In anatomy, the Curve of Spee (also called von Spee's curve or Spee's curvature) is defined as the curvature of the mandibular occlusal plane beginning at the canine and following the buccal cusps of the posterior teeth, continuing to the terminal molar. According to another definition the curve of Spee is an anatomic curvature of the occlusal alignment of the teeth, beginning at the tip of the lower incisor, following the buccal cusps of the natural premolars, and molars and continuing to the anterior border of the ramus. It is named for the German embryologist Ferdinand Graf von Spee (1855–1937), who was first to describe the anatomic relations of human teeth in the sagittal plane.

==Details==
The pull of the main muscle of mastication, the masseter, is at a perpendicular angle with the curve of Spee to adapt for favorable loading of force on the teeth. The long axis of each lower tooth is aligned nearly parallel to their individual arch of closure. The Curve of Spee is, essentially, a series of sloped contact points. It is of importance to orthodontists as it may contribute to an increased overbite. A flat or mild curve of Spee was essential to an ideal occlusion.

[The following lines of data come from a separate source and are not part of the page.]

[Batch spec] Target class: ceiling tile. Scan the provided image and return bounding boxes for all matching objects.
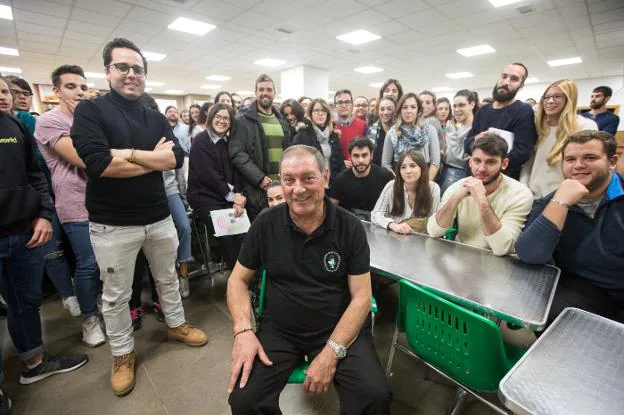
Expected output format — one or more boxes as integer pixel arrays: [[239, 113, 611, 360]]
[[399, 9, 448, 28], [13, 0, 71, 19], [375, 0, 431, 19], [74, 0, 132, 17], [15, 9, 67, 29]]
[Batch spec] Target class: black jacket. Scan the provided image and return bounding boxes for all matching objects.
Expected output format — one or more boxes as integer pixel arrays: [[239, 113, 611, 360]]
[[0, 112, 52, 235], [292, 120, 345, 184], [228, 102, 290, 217], [187, 131, 241, 210]]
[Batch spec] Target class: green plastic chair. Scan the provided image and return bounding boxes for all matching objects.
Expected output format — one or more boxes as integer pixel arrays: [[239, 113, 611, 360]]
[[256, 270, 377, 384], [386, 280, 526, 413]]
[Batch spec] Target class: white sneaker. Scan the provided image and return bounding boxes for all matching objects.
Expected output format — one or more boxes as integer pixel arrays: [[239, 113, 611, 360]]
[[63, 295, 82, 317], [178, 277, 191, 298], [82, 316, 106, 347]]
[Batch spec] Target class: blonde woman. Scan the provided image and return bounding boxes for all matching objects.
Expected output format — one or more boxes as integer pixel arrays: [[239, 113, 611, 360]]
[[520, 79, 598, 199], [381, 92, 440, 180]]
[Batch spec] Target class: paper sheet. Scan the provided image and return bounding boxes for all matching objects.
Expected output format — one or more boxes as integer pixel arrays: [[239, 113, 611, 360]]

The Curve of Spee is distinct from the Curve of Wilson, which is the upward (U-shaped) curvature of the maxillary and mandibular occlusal planes in the coronal plane.

The Curve of Spee is basically a part of a circle (8-inch diameter) which has its circumference as the anterior ramus of mandible. Ideally, it is aligned so that a continuation of this arc would extend through the condyles. The curvature of this arc would relate, on average, to part of a circle with a 4-inch radius. It is the only Anteroposterior curve of occlusion.